My heart is full, but my soul is drained.
Feelings like these follow big adventures.
I find myself coming back to this place when responsibility puts a wedge in the whirlwind, and life settles down for awhile.
It's been a year since my backpack and I have been on the go together and little did we know when we left for Asheville how fast the plan would change. Time has flown by. Between trips North for weddings and the consuming nature of working two jobs, I found myself saving in the fall for a road trip across the country, and saving in the winter for a sailing trip through the British Virgin Islands. Now I am back to all black frumpy waitressing clothes, reminiscing and just wondering....
Every dream takes a different amount of time to achieve, and the inspiration of my person is lost in someone else's.
At some point it is important to admit frustration. Whether it be with patterns, habits, or the simple fact that every once in awhile your life and your wallet must recalibrate.
Living is the adventure, learning is the key, traveling is knowledge, and patience is time.
There is nothing more valuable then sitting and thinking of it all, right here, right now. If it weren't for now, I wouldn't be able to share what was. The prints of my fingers have touched the most beautiful sand, and the fishes of the clearest waters have welcomed me into their homes. My mind wanders and my body wishes to follow, but once again I must remind myself that there is nothing more beautiful than now. The ability to take a seat and reflect is almost harder than getting up and going.
It's more valuable to think than to live and it's more important to live than to overthink.
Productivity is important, but art is not forced. Stress is inevitable, and love is a gift
As 11 months lingers, I send admiration for the old Ashley. A comfortable one, a powerful one. I think highly of her.

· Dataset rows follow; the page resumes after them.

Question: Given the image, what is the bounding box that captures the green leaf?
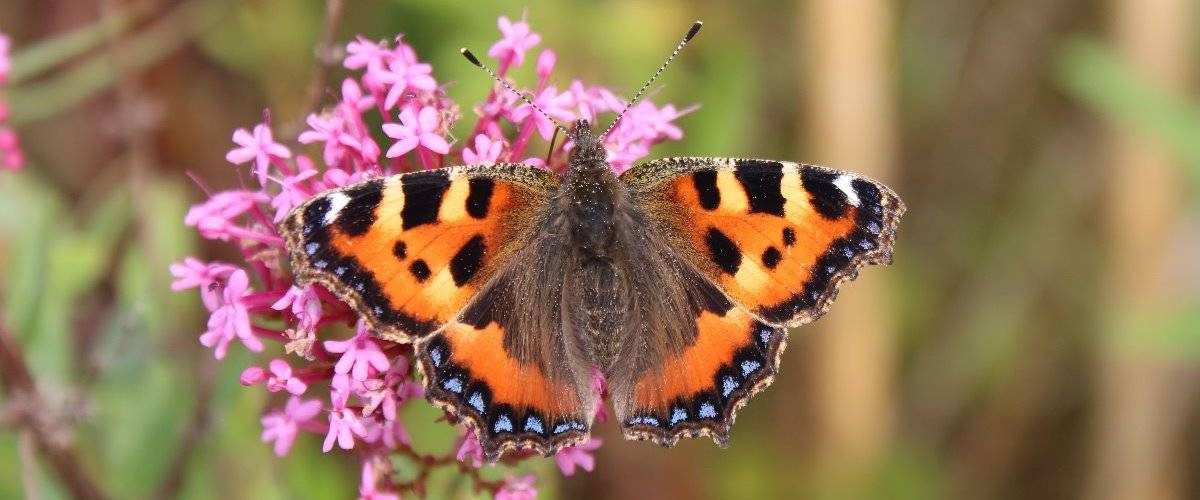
[8,0,226,126]
[8,1,155,85]
[1056,37,1200,187]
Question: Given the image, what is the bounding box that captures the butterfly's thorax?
[558,124,629,367]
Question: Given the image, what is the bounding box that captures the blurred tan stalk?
[798,0,896,481]
[1086,0,1195,500]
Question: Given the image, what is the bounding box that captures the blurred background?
[0,0,1200,499]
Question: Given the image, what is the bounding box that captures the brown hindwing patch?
[419,323,593,462]
[618,308,787,446]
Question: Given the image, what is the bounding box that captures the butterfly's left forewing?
[612,158,905,445]
[622,157,905,327]
[282,164,558,342]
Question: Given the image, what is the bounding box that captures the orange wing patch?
[419,323,592,462]
[616,308,786,446]
[283,164,557,342]
[628,158,905,326]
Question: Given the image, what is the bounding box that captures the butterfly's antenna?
[458,47,566,133]
[599,20,704,141]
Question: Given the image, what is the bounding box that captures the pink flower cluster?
[170,17,685,499]
[0,32,25,170]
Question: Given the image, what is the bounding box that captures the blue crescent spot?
[671,408,688,426]
[467,392,486,414]
[526,416,546,434]
[721,375,738,397]
[758,329,770,344]
[492,415,512,433]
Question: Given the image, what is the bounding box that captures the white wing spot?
[320,193,350,225]
[833,175,859,206]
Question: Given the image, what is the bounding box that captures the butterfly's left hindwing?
[282,164,558,342]
[611,154,905,446]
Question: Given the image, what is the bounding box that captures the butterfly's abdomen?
[575,260,624,368]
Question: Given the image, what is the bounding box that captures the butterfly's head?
[568,120,608,169]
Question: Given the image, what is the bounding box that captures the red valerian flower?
[172,12,690,499]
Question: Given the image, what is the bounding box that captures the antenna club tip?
[458,47,484,67]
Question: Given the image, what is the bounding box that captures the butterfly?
[281,22,905,462]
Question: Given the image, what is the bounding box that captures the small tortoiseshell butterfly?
[283,23,905,460]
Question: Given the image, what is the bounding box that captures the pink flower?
[377,59,438,109]
[324,321,391,381]
[0,34,12,85]
[271,156,317,223]
[200,269,263,360]
[496,474,538,500]
[238,367,266,386]
[455,430,484,469]
[462,134,505,165]
[342,35,391,70]
[226,124,292,185]
[535,49,558,83]
[383,106,450,158]
[554,438,601,476]
[320,408,367,453]
[271,285,323,336]
[260,396,320,457]
[511,85,575,140]
[342,78,374,113]
[184,191,271,241]
[298,112,346,165]
[380,420,413,448]
[266,359,307,393]
[170,257,238,311]
[359,459,400,500]
[487,16,541,69]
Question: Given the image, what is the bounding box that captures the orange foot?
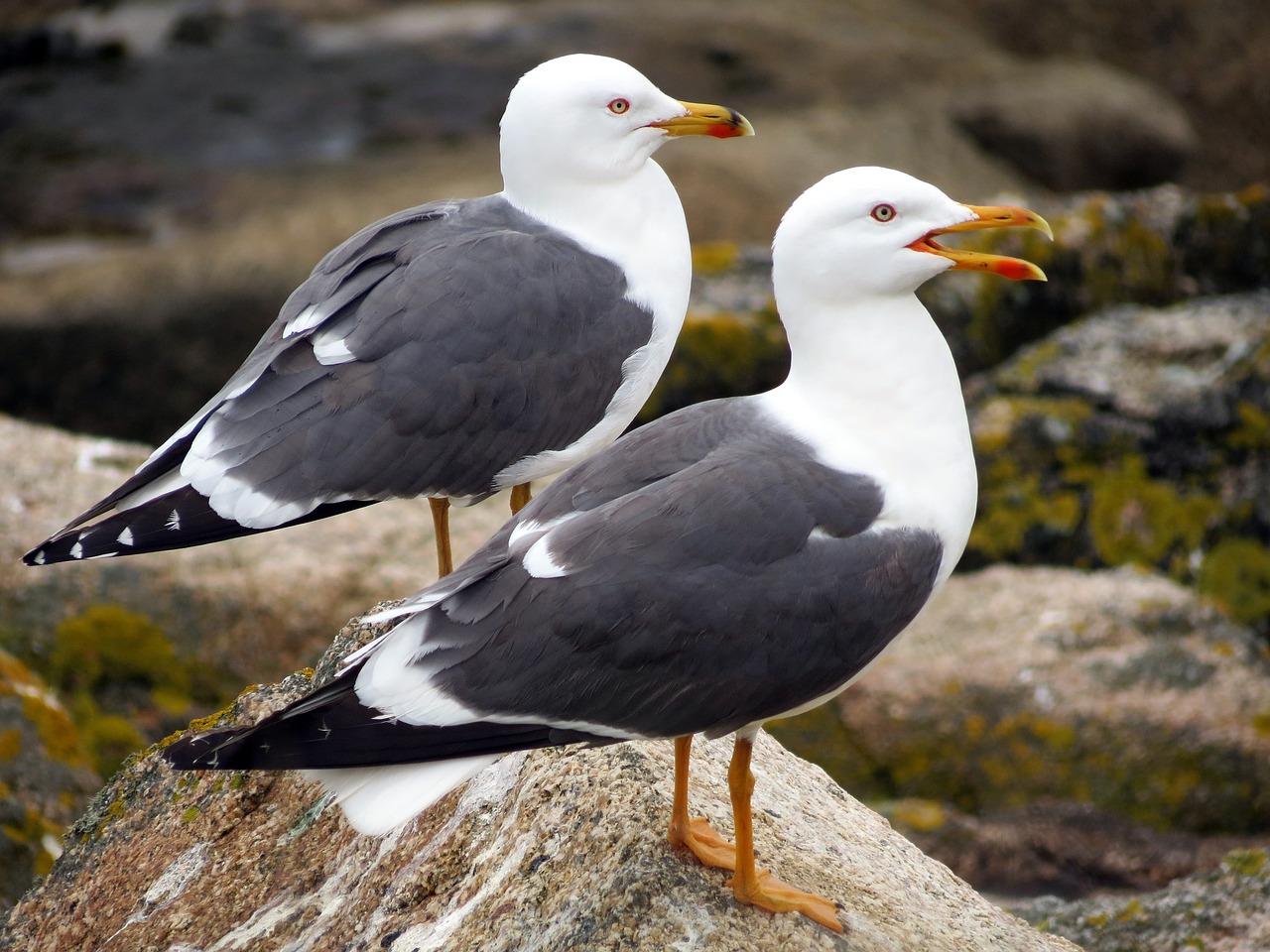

As 11 months in Asheville lingers, I concentrate on the patience of the sun and the moon. They spend their days working, knowing there is no break, no downtime. Day after day they preform the same task, yet manage to inspire creativity. This is what I must do, and respect that it might not be the project I dreamt about last night. That right now, it's not about me, it's about the foundations of who I am, and what I intend to accomplish.
I must find comfort that I will once again sit for hours and hours covered in glue, bouncing ideas around and transforming a piece of blank wood. But for now, and probably for another now, it is okay to take some pressure off myself and just be. Do my day to day tasks in appreciation that the sum of the past year is the most creative I've been.